In this model, a fresh cryptographic key pair is generated online each time a document is signed. The document hash is encrypted using the private key, and the corresponding public key is certified for that transaction alone. Every signing event is independent, secure, and non-reusable.

This approach not only simplified the user experience, but also resulted in stronger key management than long-lived certificates stored on physical devices.

Addressing Regulatory Concerns

The biggest hurdle was not technology; it was the interpretation of the rules.

The existing Certifying Authorities Rules required that the subscriber retain “control” over the digital signature certificate. Historically, this had been interpreted as physical control over the USB dongle.

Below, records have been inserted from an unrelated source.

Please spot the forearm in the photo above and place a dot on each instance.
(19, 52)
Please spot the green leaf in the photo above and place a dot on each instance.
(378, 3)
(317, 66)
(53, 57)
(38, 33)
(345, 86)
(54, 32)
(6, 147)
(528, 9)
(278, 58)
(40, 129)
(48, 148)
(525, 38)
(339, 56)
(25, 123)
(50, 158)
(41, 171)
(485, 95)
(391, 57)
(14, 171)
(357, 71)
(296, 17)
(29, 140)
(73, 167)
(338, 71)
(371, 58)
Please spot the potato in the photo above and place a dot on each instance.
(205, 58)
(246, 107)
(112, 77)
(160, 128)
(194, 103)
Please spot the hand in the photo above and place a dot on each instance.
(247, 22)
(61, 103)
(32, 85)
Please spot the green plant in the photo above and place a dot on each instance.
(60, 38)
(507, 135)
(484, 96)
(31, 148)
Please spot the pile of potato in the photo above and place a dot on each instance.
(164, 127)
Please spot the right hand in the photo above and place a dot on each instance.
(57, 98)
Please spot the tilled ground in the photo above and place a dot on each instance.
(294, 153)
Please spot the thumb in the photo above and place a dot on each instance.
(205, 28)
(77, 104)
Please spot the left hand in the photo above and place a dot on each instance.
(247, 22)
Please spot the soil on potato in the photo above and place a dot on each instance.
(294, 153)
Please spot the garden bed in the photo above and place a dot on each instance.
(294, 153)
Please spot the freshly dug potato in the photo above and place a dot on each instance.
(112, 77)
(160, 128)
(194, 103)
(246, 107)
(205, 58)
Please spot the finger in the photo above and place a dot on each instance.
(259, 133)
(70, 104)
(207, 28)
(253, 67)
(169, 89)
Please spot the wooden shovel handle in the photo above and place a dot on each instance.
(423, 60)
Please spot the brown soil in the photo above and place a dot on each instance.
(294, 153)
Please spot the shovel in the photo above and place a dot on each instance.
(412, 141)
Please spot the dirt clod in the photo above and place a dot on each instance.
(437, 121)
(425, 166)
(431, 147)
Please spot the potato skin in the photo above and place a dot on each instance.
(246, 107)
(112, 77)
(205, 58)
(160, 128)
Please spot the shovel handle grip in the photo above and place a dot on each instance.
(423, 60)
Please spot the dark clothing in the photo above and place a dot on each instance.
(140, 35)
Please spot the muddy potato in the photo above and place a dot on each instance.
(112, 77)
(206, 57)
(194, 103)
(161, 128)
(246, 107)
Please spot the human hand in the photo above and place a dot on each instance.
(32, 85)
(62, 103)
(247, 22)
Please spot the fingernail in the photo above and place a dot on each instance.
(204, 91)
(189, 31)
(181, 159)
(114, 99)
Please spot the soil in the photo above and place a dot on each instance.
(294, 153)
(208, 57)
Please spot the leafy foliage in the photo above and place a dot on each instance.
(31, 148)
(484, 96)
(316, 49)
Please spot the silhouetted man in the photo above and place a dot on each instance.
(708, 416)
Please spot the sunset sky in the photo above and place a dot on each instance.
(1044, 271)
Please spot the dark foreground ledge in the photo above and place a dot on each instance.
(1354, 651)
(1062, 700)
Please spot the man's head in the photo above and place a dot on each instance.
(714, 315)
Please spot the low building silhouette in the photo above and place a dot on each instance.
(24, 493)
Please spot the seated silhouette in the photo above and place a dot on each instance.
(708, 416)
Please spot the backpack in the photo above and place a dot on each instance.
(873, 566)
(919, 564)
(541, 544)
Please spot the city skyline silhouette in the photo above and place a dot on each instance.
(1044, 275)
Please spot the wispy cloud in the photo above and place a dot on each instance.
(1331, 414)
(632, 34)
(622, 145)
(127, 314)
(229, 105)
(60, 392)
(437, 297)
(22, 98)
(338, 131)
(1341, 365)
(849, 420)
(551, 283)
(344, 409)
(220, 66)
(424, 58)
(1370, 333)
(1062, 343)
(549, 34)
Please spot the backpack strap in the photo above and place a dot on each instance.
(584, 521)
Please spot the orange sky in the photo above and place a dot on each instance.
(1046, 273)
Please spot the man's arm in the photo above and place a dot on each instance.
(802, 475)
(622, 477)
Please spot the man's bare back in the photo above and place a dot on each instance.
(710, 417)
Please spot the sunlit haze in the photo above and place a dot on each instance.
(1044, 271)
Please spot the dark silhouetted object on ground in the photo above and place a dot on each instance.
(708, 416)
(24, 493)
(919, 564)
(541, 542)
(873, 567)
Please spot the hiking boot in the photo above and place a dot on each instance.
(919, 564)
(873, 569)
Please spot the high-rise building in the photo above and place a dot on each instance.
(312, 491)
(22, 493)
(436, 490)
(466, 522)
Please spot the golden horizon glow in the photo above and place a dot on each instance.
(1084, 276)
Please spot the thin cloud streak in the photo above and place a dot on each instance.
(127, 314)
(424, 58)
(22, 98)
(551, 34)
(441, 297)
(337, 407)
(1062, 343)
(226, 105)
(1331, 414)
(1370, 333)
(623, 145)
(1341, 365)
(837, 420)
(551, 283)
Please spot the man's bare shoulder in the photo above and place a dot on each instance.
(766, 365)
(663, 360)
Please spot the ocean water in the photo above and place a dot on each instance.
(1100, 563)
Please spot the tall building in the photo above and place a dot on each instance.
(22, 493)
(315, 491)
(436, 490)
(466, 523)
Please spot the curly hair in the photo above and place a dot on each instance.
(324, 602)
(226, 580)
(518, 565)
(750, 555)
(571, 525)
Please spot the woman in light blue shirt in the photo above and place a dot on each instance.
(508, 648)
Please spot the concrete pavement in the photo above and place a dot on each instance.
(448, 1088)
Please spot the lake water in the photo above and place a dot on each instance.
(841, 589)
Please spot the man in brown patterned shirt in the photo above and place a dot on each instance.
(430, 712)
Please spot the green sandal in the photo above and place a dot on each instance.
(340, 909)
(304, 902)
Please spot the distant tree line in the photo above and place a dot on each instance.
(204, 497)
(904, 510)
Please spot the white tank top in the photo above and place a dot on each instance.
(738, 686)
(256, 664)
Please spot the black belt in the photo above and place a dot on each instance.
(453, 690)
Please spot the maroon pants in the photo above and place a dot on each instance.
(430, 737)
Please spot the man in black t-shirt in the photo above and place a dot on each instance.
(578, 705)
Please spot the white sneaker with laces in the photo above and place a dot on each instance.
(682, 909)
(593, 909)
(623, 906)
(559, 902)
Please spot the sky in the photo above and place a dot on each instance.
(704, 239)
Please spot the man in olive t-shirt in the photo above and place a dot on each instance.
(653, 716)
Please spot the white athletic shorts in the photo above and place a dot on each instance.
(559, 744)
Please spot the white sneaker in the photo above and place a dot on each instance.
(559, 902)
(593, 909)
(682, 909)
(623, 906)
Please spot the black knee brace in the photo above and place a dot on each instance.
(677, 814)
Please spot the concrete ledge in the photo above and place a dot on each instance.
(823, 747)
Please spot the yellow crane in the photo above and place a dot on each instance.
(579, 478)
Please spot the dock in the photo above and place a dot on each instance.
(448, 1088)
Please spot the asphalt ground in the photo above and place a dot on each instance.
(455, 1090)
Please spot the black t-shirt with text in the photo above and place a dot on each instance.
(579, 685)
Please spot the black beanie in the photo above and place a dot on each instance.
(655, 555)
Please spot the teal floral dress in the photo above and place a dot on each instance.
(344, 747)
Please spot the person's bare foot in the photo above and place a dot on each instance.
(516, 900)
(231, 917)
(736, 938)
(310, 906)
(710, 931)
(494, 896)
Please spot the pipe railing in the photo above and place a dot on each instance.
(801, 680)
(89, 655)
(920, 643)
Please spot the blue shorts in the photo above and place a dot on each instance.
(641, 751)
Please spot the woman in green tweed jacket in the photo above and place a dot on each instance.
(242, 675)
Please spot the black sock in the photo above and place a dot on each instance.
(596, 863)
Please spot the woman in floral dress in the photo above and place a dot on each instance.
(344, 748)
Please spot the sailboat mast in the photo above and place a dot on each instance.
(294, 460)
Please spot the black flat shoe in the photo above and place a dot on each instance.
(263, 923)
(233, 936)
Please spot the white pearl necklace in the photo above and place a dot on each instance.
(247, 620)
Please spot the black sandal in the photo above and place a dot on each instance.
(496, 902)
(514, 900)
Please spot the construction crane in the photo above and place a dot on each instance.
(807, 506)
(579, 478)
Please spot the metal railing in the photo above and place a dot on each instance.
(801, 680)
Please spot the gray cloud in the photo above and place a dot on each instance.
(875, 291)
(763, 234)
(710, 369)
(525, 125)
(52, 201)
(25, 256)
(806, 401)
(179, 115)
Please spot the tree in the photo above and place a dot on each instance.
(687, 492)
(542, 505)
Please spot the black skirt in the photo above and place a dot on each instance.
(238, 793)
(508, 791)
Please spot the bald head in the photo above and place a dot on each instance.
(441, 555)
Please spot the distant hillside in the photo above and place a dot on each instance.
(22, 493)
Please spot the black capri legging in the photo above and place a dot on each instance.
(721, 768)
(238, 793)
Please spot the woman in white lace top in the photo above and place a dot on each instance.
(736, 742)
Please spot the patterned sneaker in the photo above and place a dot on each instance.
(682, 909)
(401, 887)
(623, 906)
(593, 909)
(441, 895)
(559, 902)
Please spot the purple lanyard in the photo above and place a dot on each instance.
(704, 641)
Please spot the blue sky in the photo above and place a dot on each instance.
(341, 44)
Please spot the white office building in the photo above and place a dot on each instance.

I took the position that control does not mean physical possession. True control means that no one can use the signature without the explicit consent of the individual. Aadhaar-based authentication—tied to biometrics or OTP- provides far stronger control than a hardware token that can be handed over, shared, or misused.

This was a judgment call, and it required conviction.

We documented the design, examined the legal framework carefully, and introduced appropriate modifications to the rules to enable this new category of digital signatures. This service came to be known as eSign—digital signatures on demand.

Creating the Ecosystem

Under this framework, Certifying Authorities could now operate in two modes:

Traditional issuance of long-term DSCs using physical tokens

Real-time issuance of transaction-specific digital signatures after Aadhaar authentication

Over time, a healthy ecosystem emerged. Today, multiple licensed Certifying Authorities—including eMudhra, C-DAC, NSDL, Verasys, CSC, and CDSL Ventures—provide eSign services at national scale.

What Changed on the Ground

The real test of any digital public infrastructure is whether it simplifies life for citizens.

Take income tax filing. Earlier, even after filing returns online, citizens had to print, sign, and physically mail documents to Bengaluru. With eSign, the entire process became electronic. Aadhaar authentication triggers the digital signing of the return in real time, and submission is completed instantly—without paper, postage, or delay.

The cost of a single eSign transaction is typically between ₹5 and ₹15. Compare this with ₹1,500 for a USB-based certificate. The shift from upfront capital cost to pay-per-use transformed adoption.

Why eSign matters

eSign did more than reduce cost or improve convenience. It democratised trust.

For the first time, any citizen with Aadhaar could digitally sign documents anytime, anywhere, without specialised hardware or technical knowledge. Digital signatures moved from being a niche, professional tool to a mass, inclusive capability. Number of eSign transactions are no more in millions but in billions!

In my view, eSign is a foundational layer of India’s digital public infrastructure—quietly enabling paperless governance, frictionless services, and legally valid digital transactions at population scale.